[英]How to read a Json file with a specific format with Spark Scala?
I'm trying to read a Json file which is like : 我正在尝试读取一个Json文件,如:
[
{"IFAM":"EQR","KTM":1430006400000,"COL":21,"DATA":[{"MLrate":"30","Nrout":"0","up":null,"Crate":"2"}
,{"MLrate":"31","Nrout":"0","up":null,"Crate":"2"}
,{"MLrate":"30","Nrout":"5","up":null,"Crate":"2"}
,{"MLrate":"34","Nrout":"0","up":null,"Crate":"4"}
,{"MLrate":"33","Nrout":"0","up":null,"Crate":"2"}
,{"MLrate":"30","Nrout":"8","up":null,"Crate":"2"}
]}
,{"IFAM":"EQR","KTM":1430006400000,"COL":22,"DATA":[{"MLrate":"30","Nrout":"0","up":null,"Crate":"2"}
,{"MLrate":"30","Nrout":"0","up":null,"Crate":"0"}
,{"MLrate":"35","Nrout":"1","up":null,"Crate":"5"}
,{"MLrate":"30","Nrout":"6","up":null,"Crate":"2"}
,{"MLrate":"30","Nrout":"0","up":null,"Crate":"2"}
,{"MLrate":"38","Nrout":"8","up":null,"Crate":"1"}
]}
,...
]
I've tried the command: 我试过这个命令:
val df = sqlContext.read.json("namefile")
df.show()
But this does not work : my columns are not recognized... 但这不起作用:我的专栏无法识别......
If you want to use read.json
you need a single JSON document per line. 如果要使用
read.json
,则每行需要一个JSON文档。 If your file contains a valid JSON array with documents it simply won't work as expected. 如果您的文件包含带有文档的有效JSON数组,则它将无法按预期工作。 For example if we take your example data input file should be formatted like this:
例如,如果我们采用您的示例数据输入文件应格式如下:
{"IFAM":"EQR","KTM":1430006400000,"COL":21,"DATA":[{"MLrate":"30","Nrout":"0","up":null,"Crate":"2"}, {"MLrate":"31","Nrout":"0","up":null,"Crate":"2"}, {"MLrate":"30","Nrout":"5","up":null,"Crate":"2"} ,{"MLrate":"34","Nrout":"0","up":null,"Crate":"4"} ,{"MLrate":"33","Nrout":"0","up":null,"Crate":"2"} ,{"MLrate":"30","Nrout":"8","up":null,"Crate":"2"} ]}
{"IFAM":"EQR","KTM":1430006400000,"COL":22,"DATA":[{"MLrate":"30","Nrout":"0","up":null,"Crate":"2"} ,{"MLrate":"30","Nrout":"0","up":null,"Crate":"0"} ,{"MLrate":"35","Nrout":"1","up":null,"Crate":"5"} ,{"MLrate":"30","Nrout":"6","up":null,"Crate":"2"} ,{"MLrate":"30","Nrout":"0","up":null,"Crate":"2"} ,{"MLrate":"38","Nrout":"8","up":null,"Crate":"1"} ]}
If you use read.json
on above structure you'll see it is parsed as expected: 如果你在上面的结构上使用
read.json
,你会看到它按预期解析:
scala> sqlContext.read.json("namefile").printSchema
root
|-- COL: long (nullable = true)
|-- DATA: array (nullable = true)
| |-- element: struct (containsNull = true)

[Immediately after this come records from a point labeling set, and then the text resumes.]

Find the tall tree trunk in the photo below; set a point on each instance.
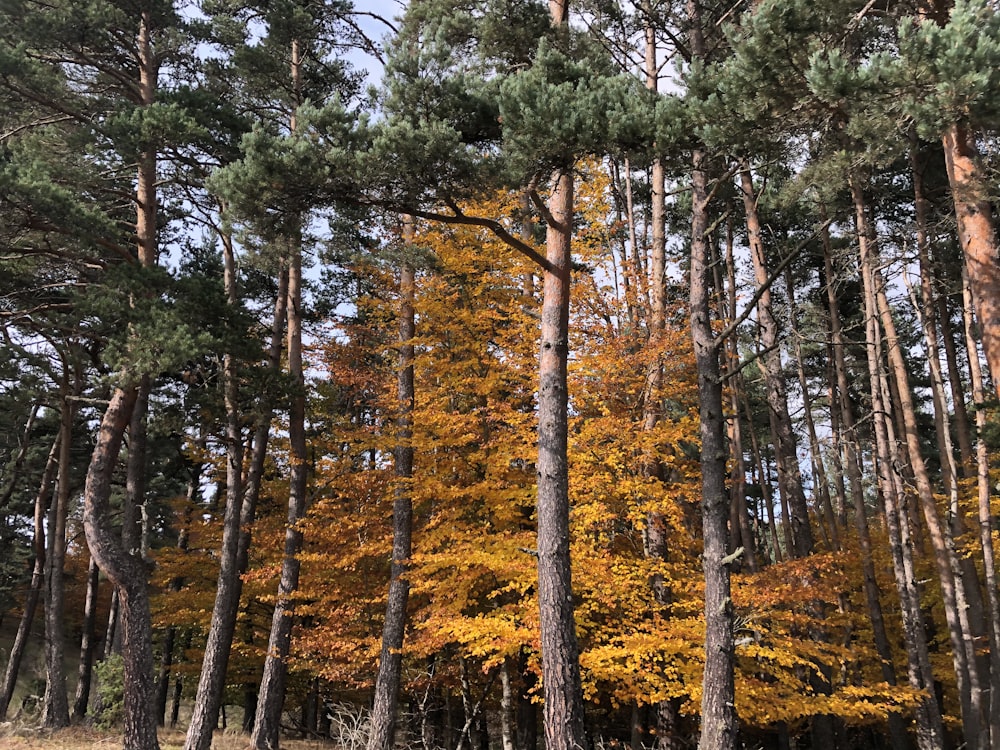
(786, 452)
(977, 236)
(986, 522)
(741, 533)
(719, 728)
(383, 716)
(967, 576)
(129, 573)
(13, 470)
(561, 685)
(963, 431)
(42, 500)
(55, 707)
(876, 312)
(271, 696)
(170, 637)
(267, 725)
(85, 673)
(819, 471)
(897, 732)
(126, 572)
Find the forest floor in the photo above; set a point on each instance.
(84, 738)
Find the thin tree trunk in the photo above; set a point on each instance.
(967, 576)
(42, 500)
(786, 452)
(719, 726)
(267, 725)
(13, 471)
(985, 516)
(929, 733)
(977, 236)
(897, 731)
(739, 518)
(55, 710)
(383, 716)
(81, 698)
(819, 470)
(963, 431)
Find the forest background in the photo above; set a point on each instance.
(615, 374)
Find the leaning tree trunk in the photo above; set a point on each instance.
(383, 716)
(55, 707)
(85, 672)
(241, 504)
(16, 654)
(897, 731)
(986, 522)
(956, 614)
(267, 723)
(719, 729)
(930, 733)
(271, 696)
(977, 235)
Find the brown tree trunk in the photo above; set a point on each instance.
(876, 311)
(986, 523)
(719, 728)
(241, 503)
(55, 707)
(819, 471)
(271, 696)
(267, 725)
(563, 700)
(786, 452)
(81, 698)
(42, 500)
(387, 682)
(126, 572)
(977, 236)
(843, 406)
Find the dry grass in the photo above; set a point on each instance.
(14, 737)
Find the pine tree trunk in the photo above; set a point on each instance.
(819, 470)
(739, 513)
(719, 729)
(128, 574)
(42, 500)
(930, 733)
(81, 698)
(563, 700)
(956, 611)
(963, 431)
(387, 683)
(897, 732)
(267, 725)
(977, 236)
(786, 452)
(55, 708)
(986, 523)
(241, 503)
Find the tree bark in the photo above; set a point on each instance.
(786, 452)
(956, 613)
(719, 729)
(387, 682)
(563, 699)
(897, 731)
(986, 523)
(81, 698)
(55, 706)
(267, 725)
(930, 733)
(42, 500)
(977, 236)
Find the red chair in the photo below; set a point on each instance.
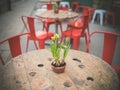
(110, 14)
(35, 35)
(14, 45)
(48, 22)
(110, 40)
(72, 24)
(76, 33)
(74, 5)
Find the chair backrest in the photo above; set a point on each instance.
(109, 44)
(29, 23)
(64, 4)
(14, 45)
(83, 20)
(49, 6)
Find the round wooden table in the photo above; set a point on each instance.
(32, 71)
(63, 14)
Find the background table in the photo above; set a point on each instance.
(63, 14)
(32, 71)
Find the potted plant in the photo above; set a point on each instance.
(59, 52)
(55, 8)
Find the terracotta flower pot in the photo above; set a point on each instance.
(56, 11)
(57, 69)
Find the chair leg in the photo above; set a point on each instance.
(75, 43)
(113, 23)
(60, 26)
(35, 45)
(2, 60)
(88, 30)
(42, 44)
(43, 26)
(27, 45)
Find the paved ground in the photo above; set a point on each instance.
(11, 24)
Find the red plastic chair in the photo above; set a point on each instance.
(74, 5)
(72, 24)
(76, 33)
(108, 47)
(110, 14)
(14, 45)
(48, 22)
(35, 35)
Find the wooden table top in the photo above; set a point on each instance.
(32, 71)
(63, 14)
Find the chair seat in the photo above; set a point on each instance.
(76, 24)
(117, 69)
(48, 20)
(73, 33)
(40, 35)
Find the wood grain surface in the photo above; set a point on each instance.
(32, 71)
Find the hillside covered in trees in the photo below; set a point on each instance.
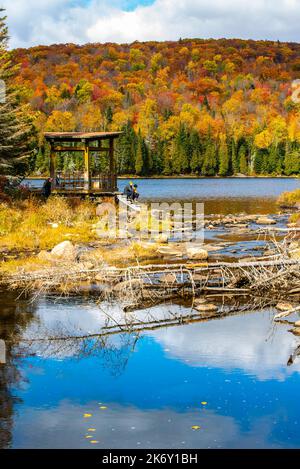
(204, 107)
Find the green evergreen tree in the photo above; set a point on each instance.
(292, 162)
(196, 153)
(235, 166)
(223, 159)
(126, 150)
(167, 163)
(244, 169)
(16, 127)
(139, 162)
(273, 159)
(210, 160)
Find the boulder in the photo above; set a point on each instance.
(284, 306)
(196, 252)
(44, 256)
(128, 284)
(200, 301)
(64, 251)
(265, 221)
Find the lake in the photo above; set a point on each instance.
(148, 389)
(73, 380)
(220, 195)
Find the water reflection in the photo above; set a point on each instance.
(14, 317)
(145, 390)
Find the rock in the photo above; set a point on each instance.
(128, 284)
(64, 251)
(162, 238)
(44, 256)
(168, 278)
(284, 306)
(169, 251)
(206, 308)
(200, 277)
(295, 254)
(196, 252)
(265, 221)
(200, 301)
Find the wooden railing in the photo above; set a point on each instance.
(74, 181)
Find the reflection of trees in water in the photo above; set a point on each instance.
(112, 350)
(15, 315)
(117, 336)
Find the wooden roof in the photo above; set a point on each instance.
(69, 136)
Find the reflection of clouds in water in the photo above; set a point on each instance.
(245, 342)
(129, 427)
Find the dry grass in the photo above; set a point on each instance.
(30, 224)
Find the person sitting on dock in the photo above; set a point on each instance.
(135, 194)
(47, 188)
(128, 191)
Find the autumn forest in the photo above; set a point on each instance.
(202, 107)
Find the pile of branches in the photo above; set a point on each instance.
(278, 278)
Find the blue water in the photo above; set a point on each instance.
(193, 189)
(180, 188)
(153, 385)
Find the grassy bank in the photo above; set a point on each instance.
(32, 225)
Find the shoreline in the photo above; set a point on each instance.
(33, 178)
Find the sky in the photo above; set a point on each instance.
(35, 22)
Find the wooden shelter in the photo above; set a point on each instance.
(83, 163)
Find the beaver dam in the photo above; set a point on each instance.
(134, 343)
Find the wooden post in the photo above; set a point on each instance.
(87, 182)
(112, 169)
(52, 165)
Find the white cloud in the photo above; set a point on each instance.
(35, 22)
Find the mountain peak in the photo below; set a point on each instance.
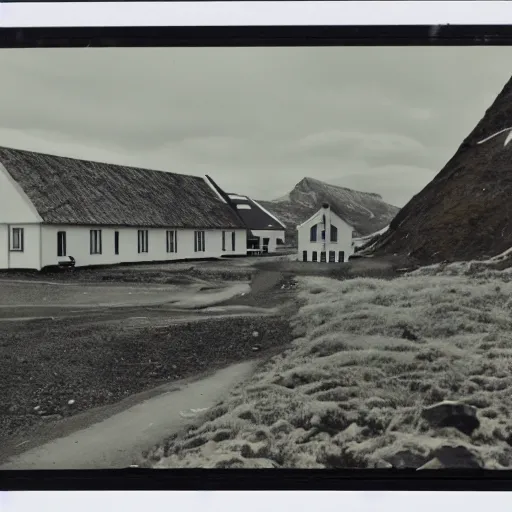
(316, 184)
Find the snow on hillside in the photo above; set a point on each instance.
(365, 211)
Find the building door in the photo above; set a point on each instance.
(61, 244)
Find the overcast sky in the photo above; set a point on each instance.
(257, 120)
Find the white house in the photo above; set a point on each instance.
(266, 232)
(325, 237)
(100, 214)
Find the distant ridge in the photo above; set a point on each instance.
(366, 211)
(465, 212)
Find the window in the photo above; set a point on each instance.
(61, 244)
(312, 234)
(95, 241)
(172, 239)
(199, 245)
(142, 240)
(334, 233)
(17, 239)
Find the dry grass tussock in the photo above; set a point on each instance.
(350, 390)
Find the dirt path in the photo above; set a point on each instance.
(115, 441)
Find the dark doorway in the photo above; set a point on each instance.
(61, 244)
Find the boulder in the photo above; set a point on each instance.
(452, 414)
(448, 457)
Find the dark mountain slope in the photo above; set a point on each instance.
(365, 211)
(465, 212)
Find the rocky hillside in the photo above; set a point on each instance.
(465, 212)
(367, 212)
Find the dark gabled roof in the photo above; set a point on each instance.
(70, 191)
(256, 217)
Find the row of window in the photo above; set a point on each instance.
(313, 234)
(171, 241)
(323, 256)
(96, 247)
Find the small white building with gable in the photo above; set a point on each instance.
(325, 237)
(54, 208)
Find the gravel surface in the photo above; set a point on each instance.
(50, 370)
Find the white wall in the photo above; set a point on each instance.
(273, 235)
(16, 210)
(344, 242)
(29, 258)
(4, 247)
(77, 245)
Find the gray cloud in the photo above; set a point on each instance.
(258, 119)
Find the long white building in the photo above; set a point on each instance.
(52, 207)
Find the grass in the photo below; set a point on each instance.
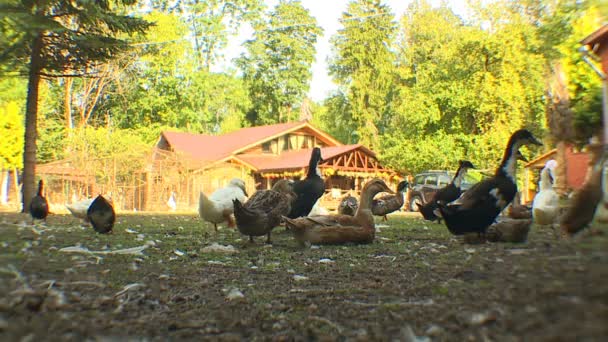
(414, 275)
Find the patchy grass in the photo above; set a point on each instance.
(415, 278)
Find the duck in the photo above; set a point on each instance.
(545, 206)
(519, 211)
(101, 215)
(218, 207)
(348, 205)
(387, 204)
(79, 209)
(309, 189)
(318, 209)
(171, 201)
(446, 194)
(341, 229)
(263, 210)
(39, 206)
(479, 206)
(584, 201)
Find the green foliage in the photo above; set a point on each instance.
(101, 152)
(73, 37)
(364, 66)
(277, 65)
(213, 21)
(463, 89)
(336, 119)
(11, 131)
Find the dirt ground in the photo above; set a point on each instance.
(414, 283)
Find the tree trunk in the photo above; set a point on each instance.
(67, 104)
(4, 187)
(31, 121)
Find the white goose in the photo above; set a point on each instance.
(218, 207)
(546, 203)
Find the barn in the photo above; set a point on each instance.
(187, 163)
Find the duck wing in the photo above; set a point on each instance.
(447, 194)
(387, 204)
(496, 191)
(308, 191)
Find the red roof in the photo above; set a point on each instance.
(295, 159)
(212, 148)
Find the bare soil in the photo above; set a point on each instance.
(416, 281)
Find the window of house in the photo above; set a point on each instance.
(286, 143)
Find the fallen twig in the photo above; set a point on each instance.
(326, 321)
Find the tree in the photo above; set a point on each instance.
(462, 88)
(277, 64)
(212, 21)
(52, 38)
(12, 91)
(363, 65)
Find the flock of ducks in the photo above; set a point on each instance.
(291, 202)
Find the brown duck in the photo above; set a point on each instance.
(340, 229)
(387, 204)
(263, 211)
(584, 202)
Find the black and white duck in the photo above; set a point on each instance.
(387, 204)
(479, 206)
(101, 215)
(309, 189)
(263, 211)
(39, 206)
(447, 194)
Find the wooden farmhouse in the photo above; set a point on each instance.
(186, 163)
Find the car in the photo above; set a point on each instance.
(425, 185)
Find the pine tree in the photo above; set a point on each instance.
(43, 38)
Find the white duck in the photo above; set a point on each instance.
(218, 207)
(171, 202)
(546, 203)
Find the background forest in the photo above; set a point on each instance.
(423, 88)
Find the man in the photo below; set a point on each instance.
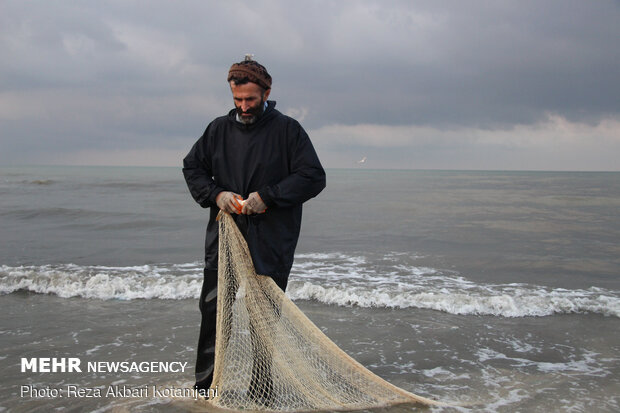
(265, 158)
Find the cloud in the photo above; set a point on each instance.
(553, 144)
(452, 77)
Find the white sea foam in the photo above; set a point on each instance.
(391, 281)
(103, 282)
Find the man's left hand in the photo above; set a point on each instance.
(253, 205)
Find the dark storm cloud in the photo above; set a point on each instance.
(133, 75)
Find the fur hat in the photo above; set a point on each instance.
(252, 71)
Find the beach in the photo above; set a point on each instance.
(492, 291)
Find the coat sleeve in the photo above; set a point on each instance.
(198, 173)
(307, 178)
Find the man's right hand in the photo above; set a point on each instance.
(229, 202)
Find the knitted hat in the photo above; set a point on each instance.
(250, 70)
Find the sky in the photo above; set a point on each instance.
(500, 85)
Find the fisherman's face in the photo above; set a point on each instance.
(249, 100)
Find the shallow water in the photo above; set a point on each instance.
(497, 291)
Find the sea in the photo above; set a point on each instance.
(491, 291)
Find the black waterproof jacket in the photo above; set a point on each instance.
(273, 156)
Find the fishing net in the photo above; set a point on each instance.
(270, 356)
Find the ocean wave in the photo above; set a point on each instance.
(523, 302)
(332, 278)
(100, 282)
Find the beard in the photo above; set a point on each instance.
(251, 115)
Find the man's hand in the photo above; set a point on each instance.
(229, 202)
(253, 205)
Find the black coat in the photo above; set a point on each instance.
(273, 156)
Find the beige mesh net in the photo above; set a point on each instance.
(270, 356)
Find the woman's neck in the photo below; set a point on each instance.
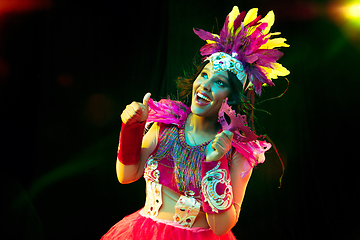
(200, 129)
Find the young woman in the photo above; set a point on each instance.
(197, 164)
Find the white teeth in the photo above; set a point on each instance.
(203, 97)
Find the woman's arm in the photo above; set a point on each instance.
(133, 147)
(221, 223)
(130, 173)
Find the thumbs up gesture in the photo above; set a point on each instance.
(136, 111)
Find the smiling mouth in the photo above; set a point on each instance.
(202, 99)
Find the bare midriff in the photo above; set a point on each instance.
(167, 209)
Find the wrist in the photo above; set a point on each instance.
(216, 188)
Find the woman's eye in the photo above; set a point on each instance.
(220, 83)
(204, 75)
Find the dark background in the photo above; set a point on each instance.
(68, 68)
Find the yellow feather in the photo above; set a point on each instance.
(250, 16)
(274, 43)
(232, 16)
(277, 70)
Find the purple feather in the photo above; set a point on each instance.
(204, 35)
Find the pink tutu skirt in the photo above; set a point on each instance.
(140, 227)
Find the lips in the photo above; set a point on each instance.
(201, 98)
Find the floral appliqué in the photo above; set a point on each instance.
(209, 183)
(153, 187)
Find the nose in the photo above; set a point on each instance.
(206, 85)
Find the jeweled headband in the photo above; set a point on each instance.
(245, 48)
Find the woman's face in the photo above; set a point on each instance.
(209, 91)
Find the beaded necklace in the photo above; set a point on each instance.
(186, 159)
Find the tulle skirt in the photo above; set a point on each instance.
(140, 227)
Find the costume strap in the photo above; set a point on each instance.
(217, 194)
(130, 143)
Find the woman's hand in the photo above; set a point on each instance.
(136, 112)
(218, 147)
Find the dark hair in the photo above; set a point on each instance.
(237, 100)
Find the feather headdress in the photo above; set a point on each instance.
(246, 39)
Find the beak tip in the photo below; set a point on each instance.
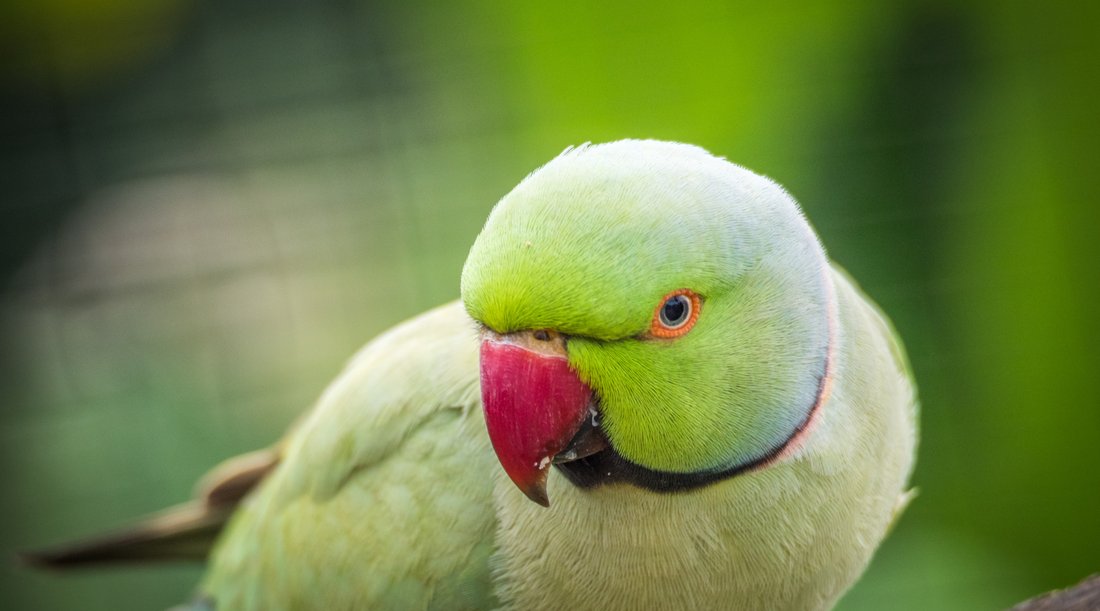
(537, 492)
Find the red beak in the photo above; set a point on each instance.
(534, 404)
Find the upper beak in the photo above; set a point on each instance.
(535, 406)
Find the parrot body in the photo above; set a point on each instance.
(744, 445)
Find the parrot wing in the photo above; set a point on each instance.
(384, 495)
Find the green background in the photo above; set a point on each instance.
(207, 206)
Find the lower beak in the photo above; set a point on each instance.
(535, 405)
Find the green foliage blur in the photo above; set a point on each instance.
(206, 207)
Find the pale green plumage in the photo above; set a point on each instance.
(384, 497)
(389, 495)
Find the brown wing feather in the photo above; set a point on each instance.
(185, 532)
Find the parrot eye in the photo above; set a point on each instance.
(675, 315)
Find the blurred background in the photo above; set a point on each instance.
(207, 206)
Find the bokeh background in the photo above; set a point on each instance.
(206, 206)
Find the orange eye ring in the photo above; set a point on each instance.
(670, 320)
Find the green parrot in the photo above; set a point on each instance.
(656, 393)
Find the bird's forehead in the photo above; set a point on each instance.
(589, 242)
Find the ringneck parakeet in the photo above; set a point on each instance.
(656, 393)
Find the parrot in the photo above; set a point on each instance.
(656, 392)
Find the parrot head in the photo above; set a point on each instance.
(650, 314)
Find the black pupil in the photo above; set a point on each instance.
(674, 311)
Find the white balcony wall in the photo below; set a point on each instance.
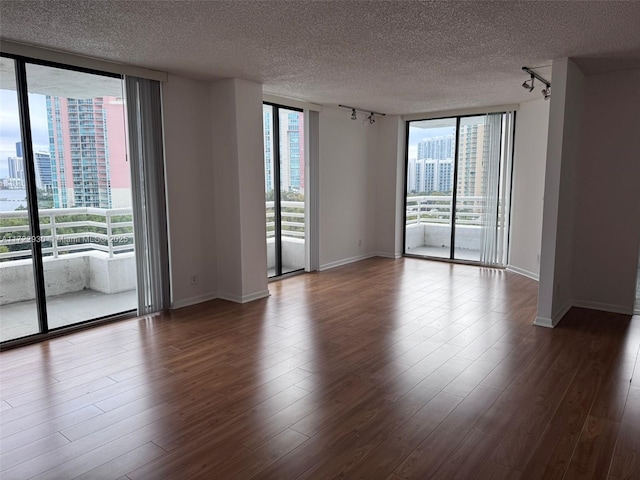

| | |-- Crate: string (nullable = true)
| | |-- MLrate: string (nullable = true)
| | |-- Nrout: string (nullable = true)
| | |-- up: string (nullable = true)
|-- IFAM: string (nullable = true)
|-- KTM: long (nullable = true)
If you don't want to format your JSON file (line by line) you could create a schema using StructType and MapType using SparkSQL functions 如果您不想格式化JSON文件(逐行),可以使用SparkSQL函数使用StructType和MapType创建模式
import org.apache.spark.sql.DataFrame
import org.apache.spark.sql.functions._
import org.apache.spark.sql.types._
// Convenience function for turning JSON strings into DataFrames
def jsonToDataFrame(json: String, schema: StructType = null):
DataFrame = {
val reader = spark.read
Option(schema).foreach(reader.schema)
reader.json(sc.parallelize(Array(json)))
}
// Using a struct
val schema = new StructType().add("a", new StructType().add("b", IntegerType))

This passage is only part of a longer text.